D21: carrying out intraframe decoder to spatial parameter, can be perception decoding or directly decodes；

D22: to after intraframe decoder spatial parameter carry out inverse quantization, can be directed to perception quantization inverse quantization or It is directed to the inverse quantization directly quantified；

D23: by the spatial parameter of the different frequency bands of the clustered same audio object for belonging to same frame Their corresponding frequency bands are mapped to, original spatial parameter is reduced into

The frequency domain presentation S ' (n, f) of audio signal is transformed to time domain by step D3, obtains the time domain expression s ' of audio signal (t), S ' (n, f) is signal of the S (n, f) after encoding and decoding, and s ' (t) is signal of the s (t) after encoding and decoding；It is right comprising n Time domain expression s ' (t) of the audio signal of elephant and step D2 gained spatial parameterAnd original spatial parameter institute The number Index (n, f) for belonging to audio object constitutes the audio signal of the decoded three-dimensional audio comprising n object, space ginseng Several and the affiliated audio object of spatial parameter number.Different configuration of loudspeaker or earphone can be used when specific implementation accordingly Three-dimensional audio sound field is rebuild, can restore original three-dimensional audio.
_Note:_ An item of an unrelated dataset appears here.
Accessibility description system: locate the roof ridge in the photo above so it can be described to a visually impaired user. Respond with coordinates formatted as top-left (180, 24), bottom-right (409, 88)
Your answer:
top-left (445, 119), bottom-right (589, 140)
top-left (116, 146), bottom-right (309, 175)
Embodiment is by 8 aeoplotropism audio signal (S ' after encoding and decoding₁(n,f),S’₂(n,f),…,S’₈(n, f)) transformation To time domain, 8 aeoplotropism audio signal s ' are obtained₁(t),s’₂(t),…,s’₈(t) and spatial parameter has been decoded And the number Index of the original affiliated audio object of spatial parameter (n, f) constitutes the audio signal of the decoded three-dimensional audio comprising n object, spatial parameter and the affiliated audio of spatial parameter The number of object.The present embodiment realizes the playback of three-dimensional sound signal of the band apart from side information using earphone, in order to realize ear The three-dimensional audio of machine is reappeared, and is needed with the library related transfer function (HRTF) to the end, the library PKU&IOA HRTF to far field and near field all It measures, distance r changes to 160cm from 20cm, and the resolution ratio of horizontal angle and elevation angle is 5 respectively⁰With 10⁰, we select The library PKU&IOA HRTF rebuilds to complete to have carried out the three-dimensional audio of frame data compression and interframe compression.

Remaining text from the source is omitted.